Despite a relatively strong job market and historically low unemployment, nearly 7.8 million Americans said they were behind on their rent in October and 3 million felt they were likely to be evicted in the next two months, according to a census survey the same month. That survey found that 2.5 million people had experienced a rent increase of more than $500 over the past year.

"With inflation and the massive increases in rental prices that we've seen over the last few years, it's much worse for low-income renters than it was before the pandemic when we were already in an affordable housing crisis," said Daniel Grubbs-Donovan, a researcher at the Eviction Lab at Princeton University.

The increase in rents has begun to slow as inflation and overall economic uncertainty have more people holding off on moving, according to an analysis by Redfin.

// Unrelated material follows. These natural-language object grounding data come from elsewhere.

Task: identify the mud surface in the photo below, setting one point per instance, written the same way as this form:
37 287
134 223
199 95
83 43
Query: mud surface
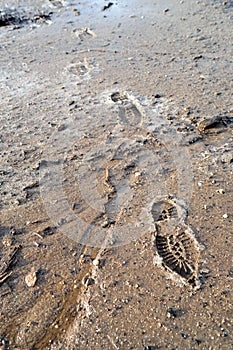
105 109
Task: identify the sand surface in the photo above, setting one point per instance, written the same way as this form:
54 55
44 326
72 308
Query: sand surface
105 109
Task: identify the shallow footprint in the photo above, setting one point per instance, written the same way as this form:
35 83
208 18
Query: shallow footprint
177 249
128 112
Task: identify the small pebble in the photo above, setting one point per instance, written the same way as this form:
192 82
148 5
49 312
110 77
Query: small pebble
31 278
221 191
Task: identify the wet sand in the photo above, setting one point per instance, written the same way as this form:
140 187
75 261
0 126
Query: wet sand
102 115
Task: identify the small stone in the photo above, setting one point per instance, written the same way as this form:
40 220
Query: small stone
96 262
137 173
31 278
88 281
221 191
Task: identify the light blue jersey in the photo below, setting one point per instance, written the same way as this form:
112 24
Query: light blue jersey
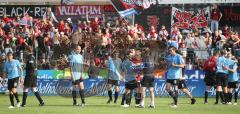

Still, rents nationwide were up 9% in September, compared to a year earlier, and more than a dozen cities had double-digit rent increases, it said.

In Phoenix, for example, rent increases have slowed in recent months, but in June were up 24% year over year, with a median asking rent of $2,261. In Maricopa County, which includes Phoenix, evictions are at their highest levels since at least 2016, with more than 45,000 filings this year.

“Lately, it just seems to be all that we’ve been doing,” said Huberman, the presiding justice of the peace for Maricopa County.
 
And whether people want to admit it or not, Covid is still out there. It's going to be a bad winter.